Todos fueron actos esencialmente terroristas. La diferencia es sólo cuantitativa y a favor de los aliados, en lo que a matanza de inocentes se refiere. Sin embargo, fue esa determinación a destruir el enemigo totalitario usando cuantos medios estuvieran al alcance, la clave de su victoria. No basta con poseer los medios de destrucción, cuando la supervivencia está en juego, es imprescindible poseer también el estómago necesario para usarlos con determinación y efectividad. Lord Kitchener masacró a decenas de miles de derviches (los musulmanes fundamentalistas de su época) después de la batalla de Ondurman. Las tropas de la coalición anglo-egipcia se dedicaron durante días a rematar a los heridos en cumplimiento estricto de las órdenes impartidas por el "Sirdar" (como los soldados egipcios llamaban a Kitchener).

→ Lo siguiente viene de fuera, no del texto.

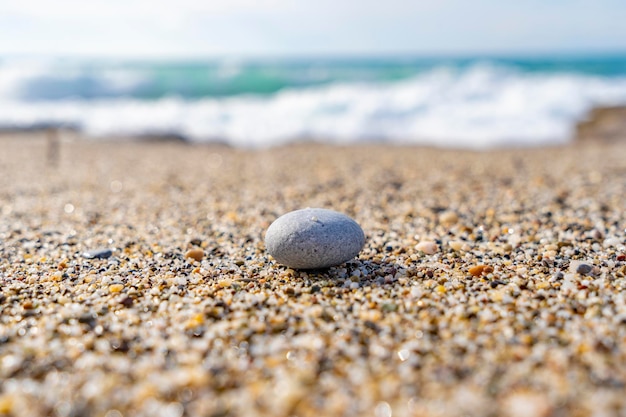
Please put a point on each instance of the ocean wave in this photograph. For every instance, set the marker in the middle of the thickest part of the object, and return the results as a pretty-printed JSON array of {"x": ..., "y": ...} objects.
[{"x": 479, "y": 106}]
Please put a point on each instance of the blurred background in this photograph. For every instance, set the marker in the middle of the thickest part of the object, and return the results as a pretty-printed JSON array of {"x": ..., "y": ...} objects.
[{"x": 450, "y": 73}]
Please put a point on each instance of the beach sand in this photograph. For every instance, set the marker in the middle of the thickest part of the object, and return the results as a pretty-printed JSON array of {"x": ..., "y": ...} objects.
[{"x": 520, "y": 312}]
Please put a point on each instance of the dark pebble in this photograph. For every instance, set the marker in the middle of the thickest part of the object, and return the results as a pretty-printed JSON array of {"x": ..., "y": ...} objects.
[
  {"x": 98, "y": 254},
  {"x": 584, "y": 269}
]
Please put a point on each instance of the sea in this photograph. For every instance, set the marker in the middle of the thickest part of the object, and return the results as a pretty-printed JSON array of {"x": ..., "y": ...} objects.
[{"x": 475, "y": 102}]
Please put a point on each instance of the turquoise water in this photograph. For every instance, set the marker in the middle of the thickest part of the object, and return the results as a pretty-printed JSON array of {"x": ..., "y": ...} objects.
[{"x": 458, "y": 101}]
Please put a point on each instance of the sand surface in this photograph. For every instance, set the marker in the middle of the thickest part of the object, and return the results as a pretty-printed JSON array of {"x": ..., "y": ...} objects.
[{"x": 520, "y": 312}]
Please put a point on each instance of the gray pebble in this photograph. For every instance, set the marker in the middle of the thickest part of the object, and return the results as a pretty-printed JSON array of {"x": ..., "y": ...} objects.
[
  {"x": 98, "y": 254},
  {"x": 584, "y": 269},
  {"x": 314, "y": 238}
]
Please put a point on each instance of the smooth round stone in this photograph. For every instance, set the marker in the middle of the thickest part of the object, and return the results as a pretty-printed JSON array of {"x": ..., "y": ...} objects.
[{"x": 314, "y": 238}]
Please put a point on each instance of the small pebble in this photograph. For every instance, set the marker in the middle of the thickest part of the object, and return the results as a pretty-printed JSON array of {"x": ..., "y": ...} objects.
[
  {"x": 116, "y": 288},
  {"x": 98, "y": 253},
  {"x": 314, "y": 238},
  {"x": 448, "y": 218},
  {"x": 479, "y": 270},
  {"x": 457, "y": 245},
  {"x": 428, "y": 247},
  {"x": 195, "y": 254},
  {"x": 584, "y": 269}
]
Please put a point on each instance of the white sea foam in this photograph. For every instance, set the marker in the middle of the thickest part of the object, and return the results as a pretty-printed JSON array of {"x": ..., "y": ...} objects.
[{"x": 482, "y": 106}]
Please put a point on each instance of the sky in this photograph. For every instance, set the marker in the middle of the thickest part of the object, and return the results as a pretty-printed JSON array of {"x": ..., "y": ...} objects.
[{"x": 195, "y": 28}]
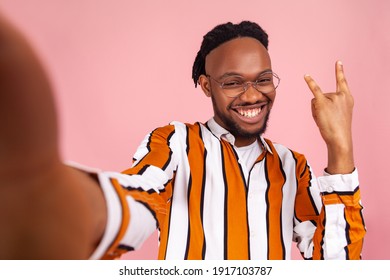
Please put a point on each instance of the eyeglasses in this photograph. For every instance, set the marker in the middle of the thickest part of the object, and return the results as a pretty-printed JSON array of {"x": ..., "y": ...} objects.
[{"x": 234, "y": 86}]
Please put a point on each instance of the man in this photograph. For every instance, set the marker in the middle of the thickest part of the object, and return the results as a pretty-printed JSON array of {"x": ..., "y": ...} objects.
[{"x": 217, "y": 190}]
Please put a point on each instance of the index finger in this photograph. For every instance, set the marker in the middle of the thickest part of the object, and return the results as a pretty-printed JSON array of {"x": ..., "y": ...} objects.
[
  {"x": 341, "y": 81},
  {"x": 314, "y": 88}
]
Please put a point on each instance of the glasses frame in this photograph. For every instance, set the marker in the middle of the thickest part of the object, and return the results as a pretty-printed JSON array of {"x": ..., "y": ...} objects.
[{"x": 245, "y": 85}]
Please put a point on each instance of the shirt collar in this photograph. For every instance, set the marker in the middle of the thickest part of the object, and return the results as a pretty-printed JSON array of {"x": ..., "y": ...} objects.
[{"x": 222, "y": 133}]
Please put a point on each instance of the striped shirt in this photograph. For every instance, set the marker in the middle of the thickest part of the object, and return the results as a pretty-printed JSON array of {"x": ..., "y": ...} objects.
[{"x": 189, "y": 182}]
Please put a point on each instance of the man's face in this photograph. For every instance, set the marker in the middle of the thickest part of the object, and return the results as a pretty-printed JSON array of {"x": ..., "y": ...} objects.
[{"x": 244, "y": 116}]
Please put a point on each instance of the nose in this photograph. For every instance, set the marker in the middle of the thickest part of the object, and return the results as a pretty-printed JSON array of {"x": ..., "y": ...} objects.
[{"x": 251, "y": 93}]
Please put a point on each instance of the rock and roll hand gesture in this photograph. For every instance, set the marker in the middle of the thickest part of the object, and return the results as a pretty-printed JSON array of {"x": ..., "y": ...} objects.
[{"x": 332, "y": 113}]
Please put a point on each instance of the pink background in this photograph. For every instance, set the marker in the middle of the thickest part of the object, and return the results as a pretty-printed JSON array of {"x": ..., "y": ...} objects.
[{"x": 121, "y": 68}]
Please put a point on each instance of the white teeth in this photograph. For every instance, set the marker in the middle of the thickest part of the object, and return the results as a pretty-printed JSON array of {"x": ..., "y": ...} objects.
[{"x": 251, "y": 113}]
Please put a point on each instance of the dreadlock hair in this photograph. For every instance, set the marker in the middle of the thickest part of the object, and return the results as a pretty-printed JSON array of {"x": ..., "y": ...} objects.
[{"x": 221, "y": 34}]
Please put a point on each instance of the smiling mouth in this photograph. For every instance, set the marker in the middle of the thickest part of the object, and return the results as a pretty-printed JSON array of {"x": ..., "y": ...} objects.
[{"x": 249, "y": 112}]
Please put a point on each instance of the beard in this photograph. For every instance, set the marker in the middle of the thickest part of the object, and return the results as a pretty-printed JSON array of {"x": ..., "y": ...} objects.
[{"x": 235, "y": 129}]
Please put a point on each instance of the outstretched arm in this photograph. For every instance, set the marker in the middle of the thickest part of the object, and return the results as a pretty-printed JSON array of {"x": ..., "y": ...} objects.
[
  {"x": 332, "y": 113},
  {"x": 48, "y": 210}
]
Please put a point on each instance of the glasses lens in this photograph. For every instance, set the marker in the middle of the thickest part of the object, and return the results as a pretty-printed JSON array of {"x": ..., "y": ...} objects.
[{"x": 267, "y": 82}]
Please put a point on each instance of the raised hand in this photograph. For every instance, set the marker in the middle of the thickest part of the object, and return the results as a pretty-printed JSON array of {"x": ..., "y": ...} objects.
[
  {"x": 332, "y": 113},
  {"x": 48, "y": 210}
]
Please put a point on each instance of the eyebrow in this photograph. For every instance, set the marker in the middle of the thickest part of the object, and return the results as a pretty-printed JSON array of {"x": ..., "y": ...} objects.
[{"x": 230, "y": 74}]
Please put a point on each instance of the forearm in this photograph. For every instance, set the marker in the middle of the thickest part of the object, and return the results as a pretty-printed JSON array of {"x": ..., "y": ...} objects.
[
  {"x": 57, "y": 214},
  {"x": 340, "y": 157}
]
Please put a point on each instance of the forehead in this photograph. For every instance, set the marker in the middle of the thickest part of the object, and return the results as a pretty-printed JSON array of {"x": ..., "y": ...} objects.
[{"x": 244, "y": 56}]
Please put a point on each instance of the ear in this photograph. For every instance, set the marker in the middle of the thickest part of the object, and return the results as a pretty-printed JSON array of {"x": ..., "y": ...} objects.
[{"x": 204, "y": 83}]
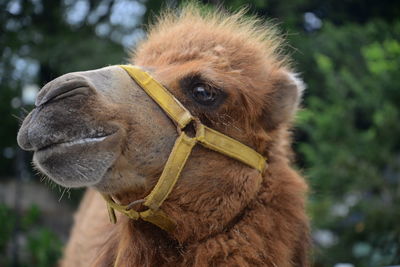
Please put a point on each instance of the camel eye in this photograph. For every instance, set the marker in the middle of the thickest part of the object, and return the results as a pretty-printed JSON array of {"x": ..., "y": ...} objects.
[{"x": 204, "y": 94}]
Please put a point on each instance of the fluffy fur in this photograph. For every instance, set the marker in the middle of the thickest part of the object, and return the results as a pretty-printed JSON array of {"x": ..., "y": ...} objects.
[{"x": 224, "y": 218}]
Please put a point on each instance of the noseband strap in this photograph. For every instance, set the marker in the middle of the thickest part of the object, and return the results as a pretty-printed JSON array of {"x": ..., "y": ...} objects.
[{"x": 204, "y": 136}]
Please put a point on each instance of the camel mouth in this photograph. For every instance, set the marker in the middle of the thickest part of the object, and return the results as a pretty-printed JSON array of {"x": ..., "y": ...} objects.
[
  {"x": 79, "y": 141},
  {"x": 80, "y": 162}
]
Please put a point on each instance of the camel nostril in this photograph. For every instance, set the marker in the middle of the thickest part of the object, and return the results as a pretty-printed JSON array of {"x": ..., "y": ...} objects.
[{"x": 63, "y": 87}]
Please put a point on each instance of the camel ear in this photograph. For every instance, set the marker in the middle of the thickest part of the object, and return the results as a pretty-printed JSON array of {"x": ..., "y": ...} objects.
[{"x": 283, "y": 101}]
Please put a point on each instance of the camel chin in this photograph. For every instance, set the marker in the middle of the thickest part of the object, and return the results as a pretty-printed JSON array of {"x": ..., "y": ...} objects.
[{"x": 78, "y": 163}]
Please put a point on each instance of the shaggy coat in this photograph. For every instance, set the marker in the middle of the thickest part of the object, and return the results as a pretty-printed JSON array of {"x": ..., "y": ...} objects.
[{"x": 224, "y": 217}]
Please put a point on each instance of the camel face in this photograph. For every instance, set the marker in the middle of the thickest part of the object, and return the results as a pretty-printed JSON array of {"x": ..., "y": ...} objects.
[{"x": 97, "y": 128}]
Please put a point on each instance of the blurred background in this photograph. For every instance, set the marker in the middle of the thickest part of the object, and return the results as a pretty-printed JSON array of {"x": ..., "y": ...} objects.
[{"x": 347, "y": 137}]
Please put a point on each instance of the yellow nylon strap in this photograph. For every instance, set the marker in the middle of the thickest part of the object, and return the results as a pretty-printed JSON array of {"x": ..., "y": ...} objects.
[
  {"x": 230, "y": 147},
  {"x": 175, "y": 163},
  {"x": 175, "y": 110},
  {"x": 210, "y": 138},
  {"x": 157, "y": 217},
  {"x": 183, "y": 146}
]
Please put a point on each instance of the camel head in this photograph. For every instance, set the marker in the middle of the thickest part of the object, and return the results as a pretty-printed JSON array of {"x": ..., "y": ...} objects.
[{"x": 100, "y": 129}]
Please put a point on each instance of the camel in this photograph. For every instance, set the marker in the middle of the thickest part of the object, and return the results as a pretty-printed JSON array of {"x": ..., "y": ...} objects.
[{"x": 100, "y": 129}]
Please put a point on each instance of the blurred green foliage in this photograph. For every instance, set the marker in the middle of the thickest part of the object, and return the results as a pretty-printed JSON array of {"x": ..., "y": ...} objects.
[
  {"x": 41, "y": 246},
  {"x": 351, "y": 154},
  {"x": 347, "y": 137}
]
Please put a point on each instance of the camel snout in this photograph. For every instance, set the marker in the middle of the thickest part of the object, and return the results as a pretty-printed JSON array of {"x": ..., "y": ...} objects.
[{"x": 65, "y": 86}]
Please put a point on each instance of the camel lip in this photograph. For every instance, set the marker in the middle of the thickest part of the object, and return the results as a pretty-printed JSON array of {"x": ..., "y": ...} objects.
[{"x": 75, "y": 142}]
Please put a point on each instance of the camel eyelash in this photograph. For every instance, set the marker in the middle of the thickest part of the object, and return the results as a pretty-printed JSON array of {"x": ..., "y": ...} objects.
[{"x": 202, "y": 92}]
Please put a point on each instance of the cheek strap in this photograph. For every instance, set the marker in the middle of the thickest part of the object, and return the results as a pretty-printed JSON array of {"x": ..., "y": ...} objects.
[{"x": 183, "y": 146}]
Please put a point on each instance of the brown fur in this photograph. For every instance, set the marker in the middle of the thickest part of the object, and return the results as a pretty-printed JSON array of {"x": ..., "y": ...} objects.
[{"x": 223, "y": 218}]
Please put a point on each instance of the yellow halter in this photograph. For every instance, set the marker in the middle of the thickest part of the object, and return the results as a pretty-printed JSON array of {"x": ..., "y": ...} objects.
[{"x": 205, "y": 136}]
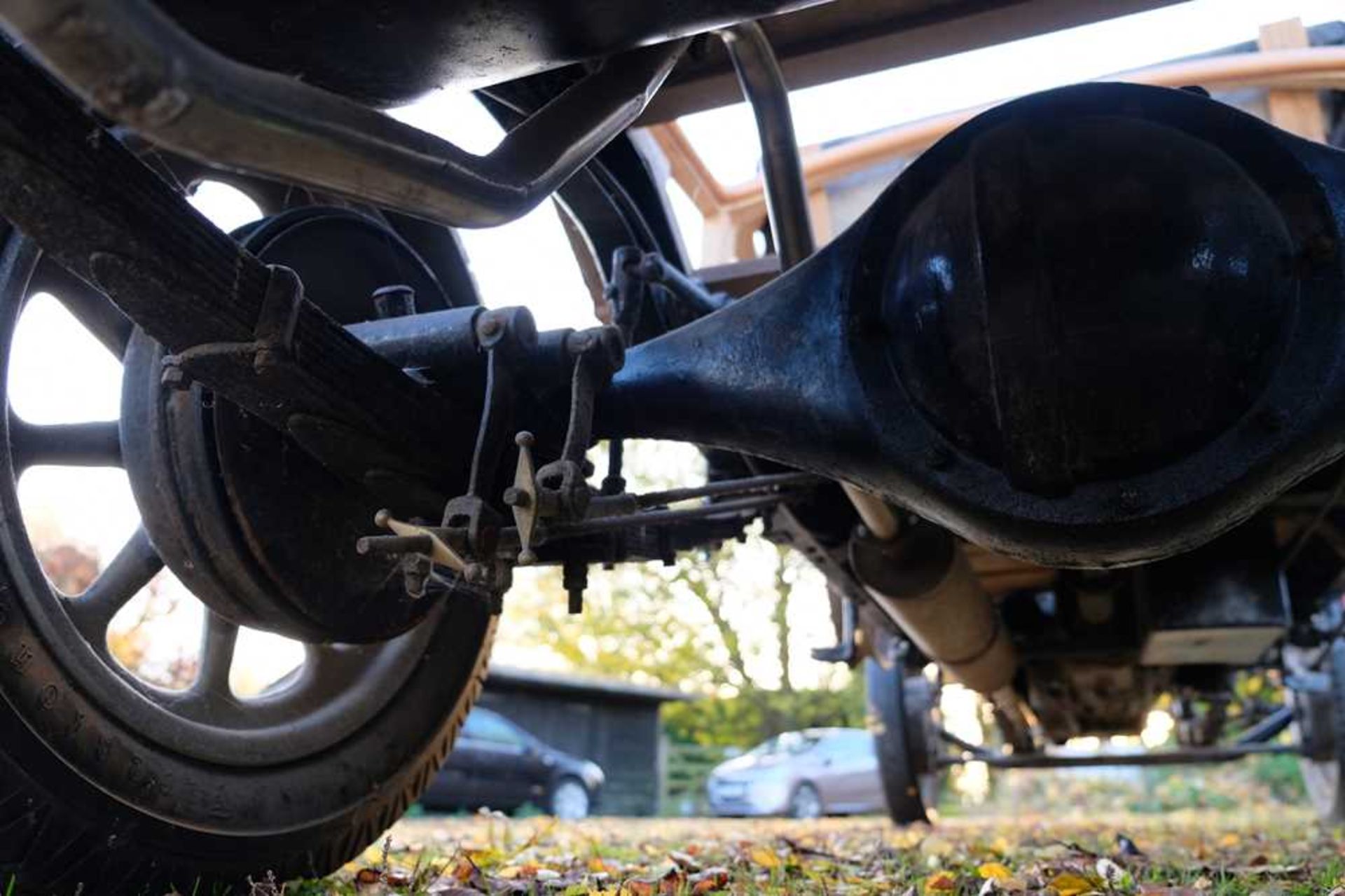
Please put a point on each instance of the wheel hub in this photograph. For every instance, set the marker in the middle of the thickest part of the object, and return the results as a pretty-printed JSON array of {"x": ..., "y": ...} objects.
[{"x": 261, "y": 532}]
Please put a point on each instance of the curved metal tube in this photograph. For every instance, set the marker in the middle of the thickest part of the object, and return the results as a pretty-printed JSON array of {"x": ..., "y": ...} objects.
[
  {"x": 763, "y": 85},
  {"x": 134, "y": 65},
  {"x": 786, "y": 197}
]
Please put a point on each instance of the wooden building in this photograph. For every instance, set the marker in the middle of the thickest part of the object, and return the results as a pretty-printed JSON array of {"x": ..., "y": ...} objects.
[{"x": 614, "y": 724}]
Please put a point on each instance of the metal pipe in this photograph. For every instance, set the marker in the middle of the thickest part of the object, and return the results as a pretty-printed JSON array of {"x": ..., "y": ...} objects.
[
  {"x": 1269, "y": 726},
  {"x": 659, "y": 517},
  {"x": 137, "y": 67},
  {"x": 763, "y": 85},
  {"x": 786, "y": 195},
  {"x": 925, "y": 584},
  {"x": 1189, "y": 757}
]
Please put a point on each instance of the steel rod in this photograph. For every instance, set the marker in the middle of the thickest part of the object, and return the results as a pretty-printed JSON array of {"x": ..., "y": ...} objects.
[
  {"x": 786, "y": 193},
  {"x": 1189, "y": 757},
  {"x": 1269, "y": 726},
  {"x": 763, "y": 85},
  {"x": 659, "y": 517},
  {"x": 744, "y": 486},
  {"x": 139, "y": 67}
]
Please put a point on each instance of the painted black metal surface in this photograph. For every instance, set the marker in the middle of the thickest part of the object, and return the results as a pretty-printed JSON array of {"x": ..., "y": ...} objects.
[
  {"x": 392, "y": 51},
  {"x": 1095, "y": 326}
]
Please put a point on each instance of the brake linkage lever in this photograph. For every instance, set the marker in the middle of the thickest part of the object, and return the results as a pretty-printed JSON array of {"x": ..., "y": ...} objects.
[{"x": 467, "y": 539}]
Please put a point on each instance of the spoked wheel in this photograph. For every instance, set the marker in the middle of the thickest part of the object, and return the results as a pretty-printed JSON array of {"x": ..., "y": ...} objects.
[
  {"x": 1320, "y": 723},
  {"x": 900, "y": 713},
  {"x": 111, "y": 783}
]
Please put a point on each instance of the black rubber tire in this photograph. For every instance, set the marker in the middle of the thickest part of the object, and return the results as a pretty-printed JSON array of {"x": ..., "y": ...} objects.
[
  {"x": 88, "y": 805},
  {"x": 571, "y": 780},
  {"x": 794, "y": 802},
  {"x": 1325, "y": 778},
  {"x": 906, "y": 782}
]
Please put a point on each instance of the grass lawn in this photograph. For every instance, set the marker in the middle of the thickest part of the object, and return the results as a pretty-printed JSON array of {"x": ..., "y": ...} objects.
[{"x": 1266, "y": 850}]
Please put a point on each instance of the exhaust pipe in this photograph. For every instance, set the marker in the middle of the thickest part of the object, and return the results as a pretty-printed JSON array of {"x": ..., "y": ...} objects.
[
  {"x": 1093, "y": 327},
  {"x": 923, "y": 581}
]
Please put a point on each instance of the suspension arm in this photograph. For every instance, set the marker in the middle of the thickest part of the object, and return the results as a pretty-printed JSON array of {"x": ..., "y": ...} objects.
[
  {"x": 139, "y": 67},
  {"x": 111, "y": 221}
]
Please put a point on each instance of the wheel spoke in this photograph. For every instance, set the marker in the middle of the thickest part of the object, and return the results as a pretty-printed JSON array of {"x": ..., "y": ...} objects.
[
  {"x": 84, "y": 444},
  {"x": 86, "y": 303},
  {"x": 217, "y": 657},
  {"x": 134, "y": 567}
]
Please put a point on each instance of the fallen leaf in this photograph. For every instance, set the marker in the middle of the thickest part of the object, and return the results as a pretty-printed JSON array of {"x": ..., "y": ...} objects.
[
  {"x": 764, "y": 857},
  {"x": 1071, "y": 884},
  {"x": 941, "y": 881}
]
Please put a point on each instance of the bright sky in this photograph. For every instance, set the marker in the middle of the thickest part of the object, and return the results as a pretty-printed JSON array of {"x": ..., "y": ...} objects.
[
  {"x": 726, "y": 137},
  {"x": 57, "y": 373}
]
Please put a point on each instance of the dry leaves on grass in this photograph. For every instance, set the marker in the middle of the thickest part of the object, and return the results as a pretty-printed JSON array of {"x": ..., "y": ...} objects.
[{"x": 1182, "y": 855}]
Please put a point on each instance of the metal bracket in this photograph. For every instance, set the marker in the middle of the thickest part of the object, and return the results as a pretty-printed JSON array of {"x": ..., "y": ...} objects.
[
  {"x": 845, "y": 649},
  {"x": 273, "y": 334}
]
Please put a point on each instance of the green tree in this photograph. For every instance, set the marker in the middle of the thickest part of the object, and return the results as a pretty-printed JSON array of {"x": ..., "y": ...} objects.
[{"x": 723, "y": 625}]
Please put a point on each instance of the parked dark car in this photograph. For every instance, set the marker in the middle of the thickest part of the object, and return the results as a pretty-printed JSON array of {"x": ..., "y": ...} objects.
[{"x": 498, "y": 764}]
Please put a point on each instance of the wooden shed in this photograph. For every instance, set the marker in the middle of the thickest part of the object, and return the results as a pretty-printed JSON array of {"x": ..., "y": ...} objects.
[{"x": 614, "y": 724}]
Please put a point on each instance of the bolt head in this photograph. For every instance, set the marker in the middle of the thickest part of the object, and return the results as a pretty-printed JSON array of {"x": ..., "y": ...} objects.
[{"x": 175, "y": 378}]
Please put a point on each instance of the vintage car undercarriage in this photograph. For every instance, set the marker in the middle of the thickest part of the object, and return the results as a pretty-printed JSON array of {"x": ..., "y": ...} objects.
[{"x": 1061, "y": 413}]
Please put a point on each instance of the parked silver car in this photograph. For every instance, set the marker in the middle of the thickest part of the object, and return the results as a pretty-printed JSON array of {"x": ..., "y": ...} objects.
[{"x": 805, "y": 774}]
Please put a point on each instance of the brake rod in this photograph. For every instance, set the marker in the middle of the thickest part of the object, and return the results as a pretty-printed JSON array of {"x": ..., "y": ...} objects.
[{"x": 97, "y": 210}]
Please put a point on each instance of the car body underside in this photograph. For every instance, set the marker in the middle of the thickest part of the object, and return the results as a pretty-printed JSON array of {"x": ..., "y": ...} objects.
[{"x": 1060, "y": 413}]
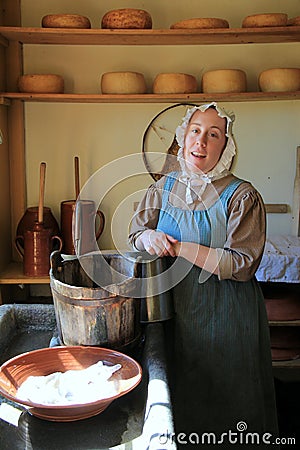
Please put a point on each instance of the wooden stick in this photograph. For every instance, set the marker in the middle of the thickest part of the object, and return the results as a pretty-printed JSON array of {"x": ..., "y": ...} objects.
[
  {"x": 77, "y": 182},
  {"x": 41, "y": 192}
]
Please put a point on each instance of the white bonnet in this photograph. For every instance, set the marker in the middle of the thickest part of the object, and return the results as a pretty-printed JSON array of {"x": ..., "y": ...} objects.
[{"x": 224, "y": 163}]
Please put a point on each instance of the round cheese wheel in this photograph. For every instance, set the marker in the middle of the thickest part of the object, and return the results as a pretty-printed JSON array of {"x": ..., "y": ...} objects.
[
  {"x": 201, "y": 22},
  {"x": 279, "y": 80},
  {"x": 224, "y": 80},
  {"x": 41, "y": 83},
  {"x": 123, "y": 83},
  {"x": 265, "y": 20},
  {"x": 174, "y": 83},
  {"x": 65, "y": 21},
  {"x": 127, "y": 18},
  {"x": 294, "y": 21}
]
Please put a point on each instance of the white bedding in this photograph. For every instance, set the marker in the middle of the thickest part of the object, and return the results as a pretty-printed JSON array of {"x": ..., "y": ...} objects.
[{"x": 281, "y": 260}]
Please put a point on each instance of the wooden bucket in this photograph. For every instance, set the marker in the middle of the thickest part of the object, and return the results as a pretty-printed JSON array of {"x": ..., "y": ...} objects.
[{"x": 87, "y": 314}]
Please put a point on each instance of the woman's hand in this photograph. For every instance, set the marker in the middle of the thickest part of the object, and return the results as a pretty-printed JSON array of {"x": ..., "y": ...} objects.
[{"x": 156, "y": 243}]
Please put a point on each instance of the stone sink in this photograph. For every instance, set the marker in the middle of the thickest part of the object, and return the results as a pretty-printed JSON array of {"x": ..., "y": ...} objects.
[{"x": 140, "y": 420}]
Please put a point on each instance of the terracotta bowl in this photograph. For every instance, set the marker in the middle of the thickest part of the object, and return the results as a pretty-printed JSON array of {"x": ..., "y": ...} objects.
[{"x": 48, "y": 360}]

¿Espantoso? ¿Horrible? ¿Un genocidio odioso? No cabe duda. ¿Efectivo? Tenga en cuenta el amable lector que el islamismo radical perdió por completo su atractivo en el Medio Oriente desde ese entonces hasta el desastroso advenimiento del Ayatola Kuomeni en Iran (realizado con la repugnante ayuda de otro santón, el redomado hipócrita que infortunadamente residía entonces en la Casa Blanca), a fines de la década del setenta del siglo siguiente. Gracias a la ferocidad del Sirdar los "infieles" pudimos dormir tranquilos durante más de ochenta años. Significativamente lo único notable que ocurrió en el mundo musulmán durante todo ese tiempo fue la revolución anticlerical (y por consiguiente anti-islámica) de Kemal Ataturk, la que forzara en Turquía la desaparición del sultanato, a los muezines respetar la ley republicana y a las damas salir en público sin usar velo.

Para lograr esa paz efectiva que no emana tanto de la fuerza como de la determinación para usarla, la primera medida es aprender a vivir como personas, utilizando prioridades humanas. Para ese objetivo no presagia nada bueno nuestro parlamento timorato y corrupto, producto de la decisión errónea de un electorado pésimamente informado, totalmente ignorante de su propio predicamento y apático ante sus más imperiosas necesidades de seguridad.

La llamada Resolución sin fuerza legal ("non-binding") del Senado Norteamericano contra la estrategia presente de la administración en Iraq, es la quinta esencia de la deshonestidad política. Quienes tratan de avanzar ese mamotreto son los mismos senadores que abrumadoramente confirmaran al General Petreus, nombrado por el Ejecutivo precisamente para implementar en Iraq esa nueva estrategia. Preguntado por uno de los noveles senadores sobre su confianza en la efectividad del nuevo plan militar, Petreus contestó afirmativamente: "¿Cómo podría honestamente dudar de su éxito y al mismo tiempo dirigir su implentación?" ¿Entendería el interrogador las implicaciones?